Exclusive Interview: “We Sold Our Souls” Author Grady Hendrix


According to legend, Robert Johnson made a deal with the devil to become the greatest bluesman of all time. But how pissed would you be if you were Johnson’s guitarist, and he not only left you behind after making this deal, but the soul he sold was yours?

Such is the premise of Grady Hendrix’s comedic horror novel We Sold Our Souls, which is now available in paperback after being released in hardcover and digitally last year.

Grady Hendrix We Sold Our Souls

To start, what is We Sold Our Souls about?

Kris Pulaski’s metal band was about to break big in the ’90s when their lead singer sold them out and went off to become a solo act sensation, leaving his old friends behind to rot in rural Pennsylvania. Decades later, Kris has hung up her Gibson and finally gotten used to being a footnote in someone else’s success story when she learns the secret to their former lead singer’s success: he didn’t sell his soul to dark forces for fame and glory, he sold Kris’.

Where did you get the idea for We Sold Our Souls and how did the plot evolve as you wrote it?

I wanted to do a heavy metal riff on the Faustian bargain story, but as I dug into the book I realized I needed to take the idea of selling souls seriously, and that opened up a host of questions: Who’s buying? What’s the market value of a soul? What’s the process of selling a soul? Do you get a receipt? That took the book in an even darker and more intense direction.

We Sold Our Souls sounds like a horror story. Is that how you see it?

It’s horror.

It also sounds like it might be a bit humorous.

I’m probably the worst person to ask if my book is humorous or not. I don’t think anything I write is funny. Other people tell me it is. You might want to ask them.

We Sold Our Souls is not your first novel. Are there any writers or specific stories that had a big impact on We Sold Our Souls but not on anything else you’ve written?

The biggest influences on this book were heavy metal music and conspiracy theories, not any particular book or writer. Spending time in the conspiracy community takes you to some dark places these days, and that definitely had an impact on We Sold Our Souls. And heavy metal music, to me, is all about freedom and that served as a force pulling in the opposite direction.

So aside from the title, what influence did Black Sabbath and their We Sold Our Souls For Rock ‘n’ Roll compilation have on this story?

The compilation had zero impact beyond the title, but Black Sabbath were my way into metal. I’m not a natural metalhead and so it took me a long time and a lot of listening to find that one track that served as my gateway drug. Weirdly enough, or maybe not so weirdly, that wound up being the first track from Sabbath’s first album [“Black Sabbath”]. I guess it makes sense to start at the beginning.
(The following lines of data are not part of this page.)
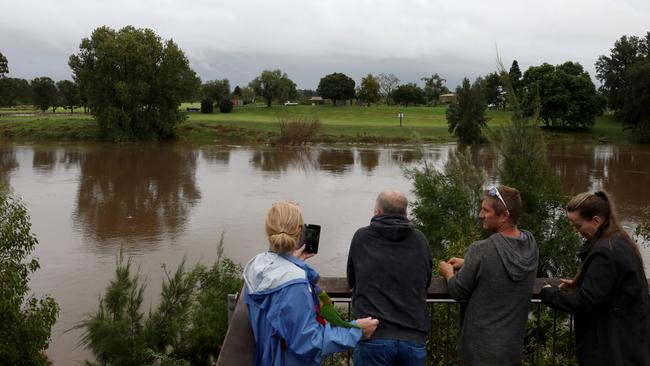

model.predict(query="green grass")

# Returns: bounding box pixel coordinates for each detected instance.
[0,105,630,144]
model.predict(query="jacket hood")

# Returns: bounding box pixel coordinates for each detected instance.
[370,214,414,241]
[491,230,538,282]
[244,252,312,295]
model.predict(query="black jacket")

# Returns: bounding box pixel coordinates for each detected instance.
[540,235,650,366]
[346,214,432,342]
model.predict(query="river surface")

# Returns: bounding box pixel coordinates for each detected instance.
[1,141,649,365]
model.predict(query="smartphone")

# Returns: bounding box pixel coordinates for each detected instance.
[302,224,321,254]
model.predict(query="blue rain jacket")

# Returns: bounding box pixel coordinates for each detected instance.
[243,252,362,366]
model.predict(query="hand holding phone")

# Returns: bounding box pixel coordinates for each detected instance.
[302,224,321,254]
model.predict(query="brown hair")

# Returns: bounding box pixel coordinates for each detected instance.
[568,190,647,283]
[265,202,304,253]
[483,185,523,225]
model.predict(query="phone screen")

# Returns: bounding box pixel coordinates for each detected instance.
[303,224,321,254]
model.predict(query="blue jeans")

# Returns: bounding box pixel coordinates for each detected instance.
[354,338,426,366]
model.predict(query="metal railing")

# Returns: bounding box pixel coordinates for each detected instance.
[216,277,644,365]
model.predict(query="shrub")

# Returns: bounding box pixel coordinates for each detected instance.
[200,99,214,113]
[0,190,59,365]
[219,99,233,113]
[274,116,322,146]
[446,77,488,144]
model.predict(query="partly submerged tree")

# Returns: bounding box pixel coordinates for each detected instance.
[69,25,201,141]
[0,190,59,365]
[446,77,488,144]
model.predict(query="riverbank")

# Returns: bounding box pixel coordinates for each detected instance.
[0,105,629,144]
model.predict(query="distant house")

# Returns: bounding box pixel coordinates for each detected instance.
[439,93,457,104]
[309,96,324,105]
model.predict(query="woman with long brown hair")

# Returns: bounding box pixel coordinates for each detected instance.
[540,191,650,365]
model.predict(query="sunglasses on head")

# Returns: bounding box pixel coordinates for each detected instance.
[488,186,509,211]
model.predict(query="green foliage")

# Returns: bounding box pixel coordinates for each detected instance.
[200,99,213,114]
[0,191,59,365]
[595,32,650,111]
[219,99,233,113]
[421,73,450,105]
[636,207,650,245]
[446,77,488,144]
[56,80,81,113]
[484,72,506,110]
[69,25,201,141]
[317,72,356,105]
[31,77,59,112]
[496,66,582,277]
[0,77,31,106]
[249,69,297,107]
[202,79,230,104]
[0,51,7,76]
[407,150,486,260]
[521,62,602,129]
[78,235,243,365]
[274,116,322,146]
[392,83,425,107]
[357,74,381,106]
[232,86,242,97]
[617,59,650,143]
[522,307,577,366]
[509,60,523,94]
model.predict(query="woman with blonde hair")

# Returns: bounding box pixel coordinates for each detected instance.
[243,202,378,365]
[541,191,650,365]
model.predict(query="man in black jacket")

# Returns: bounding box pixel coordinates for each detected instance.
[347,190,432,365]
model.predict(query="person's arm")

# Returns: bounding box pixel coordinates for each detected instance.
[273,283,362,363]
[446,244,480,301]
[540,251,616,314]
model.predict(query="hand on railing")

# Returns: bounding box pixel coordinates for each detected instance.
[355,317,379,339]
[558,279,576,292]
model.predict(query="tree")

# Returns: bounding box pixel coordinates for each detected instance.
[0,51,8,77]
[377,73,400,104]
[31,77,59,112]
[421,73,450,105]
[509,60,522,94]
[484,72,506,110]
[446,77,488,144]
[595,32,650,111]
[0,77,31,107]
[232,85,242,97]
[69,25,201,141]
[357,73,381,106]
[617,59,650,142]
[202,79,230,105]
[521,62,602,129]
[56,80,80,113]
[317,72,355,105]
[249,69,296,107]
[219,99,234,113]
[392,83,425,107]
[0,191,59,365]
[201,99,214,113]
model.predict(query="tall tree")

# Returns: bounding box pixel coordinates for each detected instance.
[446,77,488,144]
[232,85,242,97]
[31,77,58,112]
[202,79,230,104]
[484,72,506,110]
[521,61,602,129]
[69,26,201,141]
[421,73,450,105]
[56,80,80,113]
[509,60,522,94]
[0,77,31,107]
[357,73,381,106]
[595,32,650,111]
[317,72,356,105]
[392,83,426,107]
[377,73,400,104]
[249,69,297,107]
[617,59,650,142]
[0,51,8,77]
[0,192,59,365]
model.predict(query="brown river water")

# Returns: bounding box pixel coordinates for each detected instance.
[0,141,649,365]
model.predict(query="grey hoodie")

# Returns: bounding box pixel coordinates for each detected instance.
[447,231,538,366]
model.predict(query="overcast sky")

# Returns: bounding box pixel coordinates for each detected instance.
[1,0,648,90]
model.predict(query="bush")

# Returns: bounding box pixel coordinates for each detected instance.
[219,99,233,113]
[274,116,322,146]
[78,234,243,365]
[200,99,214,113]
[446,77,488,144]
[0,190,59,365]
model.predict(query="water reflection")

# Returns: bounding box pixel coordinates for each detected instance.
[74,146,201,248]
[250,148,318,173]
[0,147,18,183]
[201,148,231,166]
[32,149,57,173]
[318,149,354,174]
[358,149,380,173]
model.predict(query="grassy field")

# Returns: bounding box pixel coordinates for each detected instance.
[0,104,629,144]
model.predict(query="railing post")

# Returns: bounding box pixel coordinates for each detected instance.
[227,293,238,324]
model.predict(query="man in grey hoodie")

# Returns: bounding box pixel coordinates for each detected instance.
[439,185,538,366]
Now, the paperback edition of We Sold Our Souls has a different cover than the hardcover edition that came out last year. What prompted you to change the cover? Was it because you were super determined to get it into Rolling Stone? Or annoy their lawyers?

You’d have to ask the art department about that. Writers have about zero input into their covers.

Aside from the cover, is there anything else new in or different about the paperback version?

No, it’s the same book.

In the back of the paperback version of We Sold Our Souls it says you have a new novel coming out next March called The Southern Book Club’s Guide To Slaying Vampires. What is it about?

It’s about a book club down South that kills a vampire. That’s honestly about it.

It sounds to me like people who enjoy We Sold Our Souls will like The Southern Book Club’s Guide To Slaying Vampires. Do you concur?

I have no idea what people are going to like or why. If I did, every single book I wrote would be a bestseller.

Two of your previous novels, Horrorstor and My Best Friend’s Exorcism, have been optioned for the movies and TV. Has there been any interest in adapting We Sold Our Souls yet?

There’s been some interest but to be honest it’s a really hard book to adapt since so much of it is musical and internal. I think people get interested and then start seeing how weird the finished product will be and they get scared.

If it does happen, would you want to write or co-write the screenplay like you did for the movies Satanic Panic, which was based on a story you co-wrote with Ted Geoghegan, or Mohawk, which you and Ted cowrote?

It’d be fun to write it, but I’m pretty swamped right now with other work.

If a movie or show of We Sold Our Souls was to be made, who would you want them to cast as Kris and the other major characters?

People love to ask this question and I honestly never have a good answer except in this case: Juliette Lewis [Whip It!] is Kris Pulaski. She even has a band.

And what roles would you give Ozzy Osbourne, Geezer Butler, Tony Iommi, and Bill Ward?

I think I’ll let those guys enjoy their retirement.

Grady Hendrix We Sold Our Souls

Finally, if someone enjoys We Sold Our Souls which of your other novels would you suggest they read while waiting for The Southern Book Club’s Guide To Slaying Vampires to come out?

Pick up My Best Friend’s Exorcism since it seems to be the book I wrote that pleases the most crowds.